Aid \Aid\, n. [F. aide, OF. a["i]de, a["i]e, fr. the verb. See Aid, v. t.] 1. Help; succor; assistance; relief. [1913 Webster] An unconstitutional mode of obtaining aid. --Hallam. [1913 Webster] 2. The person or thing that promotes or helps in something done; a helper; an assistant. [1913 Webster] It is not good that man should be alone; let us make unto him an aid like unto himself. --Tobit viii. 6. [1913 Webster] 3. (Eng. Hist.) A subsidy granted to the king by Parliament; also, an exchequer loan. [1913 Webster] 4. (Feudal Law) A pecuniary tribute paid by a vassal to his lord on special occasions. --Blackstone. [1913 Webster] 5. An aid-de-camp, so called by abbreviation; as, a general's aid. [1913 Webster] Aid prayer (Law), a proceeding by which a defendant beseeches and claims assistance from some one who has a further or more permanent interest in the matter in suit. To pray in aid, to beseech and claim such assistance. [1913 Webster]

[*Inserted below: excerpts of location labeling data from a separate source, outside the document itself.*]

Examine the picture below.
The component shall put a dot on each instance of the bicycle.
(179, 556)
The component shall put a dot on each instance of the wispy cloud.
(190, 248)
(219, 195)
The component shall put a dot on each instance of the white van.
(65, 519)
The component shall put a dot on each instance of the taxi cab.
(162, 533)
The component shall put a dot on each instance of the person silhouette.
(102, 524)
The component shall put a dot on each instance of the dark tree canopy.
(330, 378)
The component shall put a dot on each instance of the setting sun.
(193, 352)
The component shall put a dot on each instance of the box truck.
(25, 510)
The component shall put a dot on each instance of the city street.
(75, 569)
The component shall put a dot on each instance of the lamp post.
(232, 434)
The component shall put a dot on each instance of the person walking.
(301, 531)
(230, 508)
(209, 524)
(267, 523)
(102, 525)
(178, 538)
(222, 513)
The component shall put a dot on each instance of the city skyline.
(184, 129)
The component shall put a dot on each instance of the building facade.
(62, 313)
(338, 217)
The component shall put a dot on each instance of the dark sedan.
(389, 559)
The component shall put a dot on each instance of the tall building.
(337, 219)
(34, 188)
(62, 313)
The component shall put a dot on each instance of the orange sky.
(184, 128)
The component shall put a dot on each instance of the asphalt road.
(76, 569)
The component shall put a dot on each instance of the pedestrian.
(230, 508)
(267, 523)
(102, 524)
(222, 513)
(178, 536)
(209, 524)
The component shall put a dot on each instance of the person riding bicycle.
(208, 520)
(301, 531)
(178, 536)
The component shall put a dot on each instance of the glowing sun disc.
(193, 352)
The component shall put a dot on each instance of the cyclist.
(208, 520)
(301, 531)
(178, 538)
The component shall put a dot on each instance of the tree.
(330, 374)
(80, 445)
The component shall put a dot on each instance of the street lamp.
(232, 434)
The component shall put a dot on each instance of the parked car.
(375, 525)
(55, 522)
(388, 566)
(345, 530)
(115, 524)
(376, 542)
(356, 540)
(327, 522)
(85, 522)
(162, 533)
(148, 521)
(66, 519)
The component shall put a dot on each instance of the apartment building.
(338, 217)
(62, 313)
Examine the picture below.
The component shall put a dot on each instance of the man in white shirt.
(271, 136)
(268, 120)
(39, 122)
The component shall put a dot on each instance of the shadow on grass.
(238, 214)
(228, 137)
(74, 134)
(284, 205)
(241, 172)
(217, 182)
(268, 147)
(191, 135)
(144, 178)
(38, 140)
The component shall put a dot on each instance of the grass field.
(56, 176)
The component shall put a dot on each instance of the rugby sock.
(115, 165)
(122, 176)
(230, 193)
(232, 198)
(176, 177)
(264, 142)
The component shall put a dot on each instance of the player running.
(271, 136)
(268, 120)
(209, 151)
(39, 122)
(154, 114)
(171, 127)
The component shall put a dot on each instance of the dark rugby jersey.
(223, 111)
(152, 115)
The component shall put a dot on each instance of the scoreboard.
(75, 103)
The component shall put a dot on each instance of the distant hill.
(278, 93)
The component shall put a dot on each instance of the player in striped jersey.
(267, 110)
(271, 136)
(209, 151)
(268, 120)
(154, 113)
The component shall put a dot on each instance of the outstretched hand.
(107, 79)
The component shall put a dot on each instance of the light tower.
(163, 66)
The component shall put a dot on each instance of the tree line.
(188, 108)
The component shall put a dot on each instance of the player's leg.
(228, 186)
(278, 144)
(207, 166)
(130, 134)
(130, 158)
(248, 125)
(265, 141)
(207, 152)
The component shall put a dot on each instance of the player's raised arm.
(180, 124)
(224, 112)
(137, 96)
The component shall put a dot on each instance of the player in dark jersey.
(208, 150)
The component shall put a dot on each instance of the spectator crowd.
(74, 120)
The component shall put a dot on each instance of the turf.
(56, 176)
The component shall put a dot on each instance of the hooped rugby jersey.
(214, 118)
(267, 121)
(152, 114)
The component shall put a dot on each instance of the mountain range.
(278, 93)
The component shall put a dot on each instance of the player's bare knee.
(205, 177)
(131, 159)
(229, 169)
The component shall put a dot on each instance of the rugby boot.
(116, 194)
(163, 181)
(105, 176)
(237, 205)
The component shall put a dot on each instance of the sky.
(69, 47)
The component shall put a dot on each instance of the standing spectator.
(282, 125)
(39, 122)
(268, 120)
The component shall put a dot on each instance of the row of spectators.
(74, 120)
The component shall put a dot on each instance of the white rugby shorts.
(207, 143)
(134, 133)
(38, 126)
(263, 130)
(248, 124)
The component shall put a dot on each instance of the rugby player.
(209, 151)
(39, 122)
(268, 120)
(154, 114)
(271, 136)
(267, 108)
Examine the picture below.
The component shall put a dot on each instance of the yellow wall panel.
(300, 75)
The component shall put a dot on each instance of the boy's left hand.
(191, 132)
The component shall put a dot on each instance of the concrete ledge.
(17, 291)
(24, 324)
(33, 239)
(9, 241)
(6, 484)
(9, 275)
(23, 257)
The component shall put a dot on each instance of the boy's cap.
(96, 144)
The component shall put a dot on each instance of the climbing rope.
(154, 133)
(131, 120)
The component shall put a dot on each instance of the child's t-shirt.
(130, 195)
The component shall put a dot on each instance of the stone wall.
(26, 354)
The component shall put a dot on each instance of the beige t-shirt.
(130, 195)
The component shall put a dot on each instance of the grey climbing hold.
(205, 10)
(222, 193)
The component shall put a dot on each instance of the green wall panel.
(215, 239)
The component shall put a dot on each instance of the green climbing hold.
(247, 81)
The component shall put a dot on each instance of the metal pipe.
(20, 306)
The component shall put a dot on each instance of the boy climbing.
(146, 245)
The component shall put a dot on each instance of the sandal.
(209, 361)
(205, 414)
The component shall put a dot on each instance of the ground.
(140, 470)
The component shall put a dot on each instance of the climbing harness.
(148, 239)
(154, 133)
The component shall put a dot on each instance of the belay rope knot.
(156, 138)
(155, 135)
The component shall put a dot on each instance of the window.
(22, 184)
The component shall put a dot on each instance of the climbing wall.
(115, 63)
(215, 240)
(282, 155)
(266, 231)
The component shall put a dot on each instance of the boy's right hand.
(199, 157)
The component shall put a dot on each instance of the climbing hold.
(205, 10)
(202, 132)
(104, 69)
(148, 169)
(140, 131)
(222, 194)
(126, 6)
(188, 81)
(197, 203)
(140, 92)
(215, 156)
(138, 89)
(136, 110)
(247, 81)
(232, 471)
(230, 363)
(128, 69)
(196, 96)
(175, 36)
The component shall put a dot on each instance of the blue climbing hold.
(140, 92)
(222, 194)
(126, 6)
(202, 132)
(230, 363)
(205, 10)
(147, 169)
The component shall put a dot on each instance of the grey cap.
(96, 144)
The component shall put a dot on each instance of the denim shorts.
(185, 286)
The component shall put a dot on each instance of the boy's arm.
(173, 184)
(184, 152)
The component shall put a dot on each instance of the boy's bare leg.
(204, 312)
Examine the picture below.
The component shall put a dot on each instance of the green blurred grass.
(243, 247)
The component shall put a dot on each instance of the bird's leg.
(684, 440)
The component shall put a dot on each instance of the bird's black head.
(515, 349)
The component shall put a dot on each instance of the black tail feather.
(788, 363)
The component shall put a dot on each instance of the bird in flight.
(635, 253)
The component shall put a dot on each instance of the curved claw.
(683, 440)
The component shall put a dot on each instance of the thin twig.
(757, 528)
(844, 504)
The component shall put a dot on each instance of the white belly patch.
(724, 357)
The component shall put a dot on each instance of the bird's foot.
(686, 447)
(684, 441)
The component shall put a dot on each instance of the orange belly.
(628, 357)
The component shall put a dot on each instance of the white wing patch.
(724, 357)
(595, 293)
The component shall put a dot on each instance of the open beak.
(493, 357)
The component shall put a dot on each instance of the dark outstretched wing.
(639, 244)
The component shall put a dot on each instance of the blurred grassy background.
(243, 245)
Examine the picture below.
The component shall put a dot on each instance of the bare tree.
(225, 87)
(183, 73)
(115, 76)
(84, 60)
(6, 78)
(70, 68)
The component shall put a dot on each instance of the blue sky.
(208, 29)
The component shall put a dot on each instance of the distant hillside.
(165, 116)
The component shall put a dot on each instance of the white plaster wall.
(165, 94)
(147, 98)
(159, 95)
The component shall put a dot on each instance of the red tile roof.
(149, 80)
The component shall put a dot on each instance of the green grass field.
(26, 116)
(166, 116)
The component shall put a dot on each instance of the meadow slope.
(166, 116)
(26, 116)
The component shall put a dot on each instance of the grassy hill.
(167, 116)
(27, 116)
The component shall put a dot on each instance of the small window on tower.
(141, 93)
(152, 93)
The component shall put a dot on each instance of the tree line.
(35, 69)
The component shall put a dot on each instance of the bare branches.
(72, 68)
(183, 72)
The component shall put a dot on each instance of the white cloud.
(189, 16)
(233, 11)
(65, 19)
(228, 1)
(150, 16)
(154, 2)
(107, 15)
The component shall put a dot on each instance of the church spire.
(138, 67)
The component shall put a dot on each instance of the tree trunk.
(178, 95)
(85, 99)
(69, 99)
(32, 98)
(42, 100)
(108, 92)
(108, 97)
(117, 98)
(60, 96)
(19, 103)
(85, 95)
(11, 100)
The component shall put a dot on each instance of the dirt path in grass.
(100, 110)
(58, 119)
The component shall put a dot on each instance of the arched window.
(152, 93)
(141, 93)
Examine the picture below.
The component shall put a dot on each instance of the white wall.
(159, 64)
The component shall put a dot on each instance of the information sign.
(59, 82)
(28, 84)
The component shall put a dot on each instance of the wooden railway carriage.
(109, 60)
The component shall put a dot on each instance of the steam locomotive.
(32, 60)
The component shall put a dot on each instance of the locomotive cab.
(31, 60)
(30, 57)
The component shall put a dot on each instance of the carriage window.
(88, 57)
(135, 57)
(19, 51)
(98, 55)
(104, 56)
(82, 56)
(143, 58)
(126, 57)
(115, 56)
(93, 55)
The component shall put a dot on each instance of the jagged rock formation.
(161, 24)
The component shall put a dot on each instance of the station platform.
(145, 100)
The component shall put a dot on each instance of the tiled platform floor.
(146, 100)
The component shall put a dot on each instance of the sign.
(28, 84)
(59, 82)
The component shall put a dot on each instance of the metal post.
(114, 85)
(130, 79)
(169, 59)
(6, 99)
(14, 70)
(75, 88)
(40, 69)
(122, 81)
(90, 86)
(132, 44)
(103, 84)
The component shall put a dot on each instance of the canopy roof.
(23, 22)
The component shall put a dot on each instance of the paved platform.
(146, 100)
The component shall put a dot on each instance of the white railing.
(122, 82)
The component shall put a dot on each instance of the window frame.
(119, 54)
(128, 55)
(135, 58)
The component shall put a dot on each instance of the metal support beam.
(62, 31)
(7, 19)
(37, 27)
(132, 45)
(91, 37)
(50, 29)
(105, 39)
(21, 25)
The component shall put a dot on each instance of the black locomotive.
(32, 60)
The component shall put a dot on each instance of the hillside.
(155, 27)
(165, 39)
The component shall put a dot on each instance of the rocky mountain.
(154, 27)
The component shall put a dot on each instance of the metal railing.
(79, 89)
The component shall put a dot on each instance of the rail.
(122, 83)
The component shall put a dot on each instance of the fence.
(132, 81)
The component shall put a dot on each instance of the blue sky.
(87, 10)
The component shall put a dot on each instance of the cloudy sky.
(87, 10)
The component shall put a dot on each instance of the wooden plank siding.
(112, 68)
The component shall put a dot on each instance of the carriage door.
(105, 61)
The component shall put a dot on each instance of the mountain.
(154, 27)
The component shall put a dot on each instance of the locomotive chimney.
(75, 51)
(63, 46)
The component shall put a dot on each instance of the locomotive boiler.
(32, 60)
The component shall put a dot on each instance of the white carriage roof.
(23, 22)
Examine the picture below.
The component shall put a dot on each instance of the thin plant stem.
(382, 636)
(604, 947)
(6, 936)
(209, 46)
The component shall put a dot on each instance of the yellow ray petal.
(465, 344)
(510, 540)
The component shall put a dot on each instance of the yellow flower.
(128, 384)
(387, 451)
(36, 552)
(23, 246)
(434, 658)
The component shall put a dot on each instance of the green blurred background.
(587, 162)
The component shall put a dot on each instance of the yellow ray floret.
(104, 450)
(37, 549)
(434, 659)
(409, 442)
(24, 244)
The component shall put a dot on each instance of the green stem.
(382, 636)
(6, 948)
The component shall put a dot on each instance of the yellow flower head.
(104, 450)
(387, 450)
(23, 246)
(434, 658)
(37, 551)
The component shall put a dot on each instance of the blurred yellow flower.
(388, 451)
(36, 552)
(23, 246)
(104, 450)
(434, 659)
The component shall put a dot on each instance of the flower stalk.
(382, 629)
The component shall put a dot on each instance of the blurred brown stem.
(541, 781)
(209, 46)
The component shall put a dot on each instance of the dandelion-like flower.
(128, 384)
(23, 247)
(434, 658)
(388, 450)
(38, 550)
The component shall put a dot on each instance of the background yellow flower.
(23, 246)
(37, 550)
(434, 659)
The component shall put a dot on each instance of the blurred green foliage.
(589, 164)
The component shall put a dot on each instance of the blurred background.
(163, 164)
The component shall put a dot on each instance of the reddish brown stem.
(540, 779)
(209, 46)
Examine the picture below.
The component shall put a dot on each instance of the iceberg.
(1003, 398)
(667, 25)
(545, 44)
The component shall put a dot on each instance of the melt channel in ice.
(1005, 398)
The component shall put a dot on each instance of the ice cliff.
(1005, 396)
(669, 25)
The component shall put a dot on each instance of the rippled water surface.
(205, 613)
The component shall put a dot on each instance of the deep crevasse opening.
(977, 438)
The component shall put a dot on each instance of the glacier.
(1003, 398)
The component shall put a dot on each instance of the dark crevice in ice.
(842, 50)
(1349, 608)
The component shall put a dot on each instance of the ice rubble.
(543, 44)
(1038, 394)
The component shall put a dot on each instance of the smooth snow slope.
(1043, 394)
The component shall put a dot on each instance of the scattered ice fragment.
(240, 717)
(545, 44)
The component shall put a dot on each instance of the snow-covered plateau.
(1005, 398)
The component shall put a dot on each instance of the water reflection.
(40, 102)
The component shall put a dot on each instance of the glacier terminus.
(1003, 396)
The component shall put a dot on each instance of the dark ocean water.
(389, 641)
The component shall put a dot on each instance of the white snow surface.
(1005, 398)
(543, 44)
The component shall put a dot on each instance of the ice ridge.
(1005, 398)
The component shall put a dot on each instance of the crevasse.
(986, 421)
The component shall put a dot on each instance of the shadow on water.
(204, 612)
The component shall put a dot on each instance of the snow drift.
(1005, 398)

Bouvier's Law Dictionary, Revised 6th Ed (1856):

AID PRAYER, English law. A petition to the court calling in help from another person who has an interest in the matter in dispute. For example, a tenant for life, by the courtesy or for years, being impleaded, may pray aid of him in reversion; that is, desire the court that he may be called by writ, to allege what he thinks proper for the maintenance of the right of the person calling him, and of his own. F. N. B. 60; Cowel.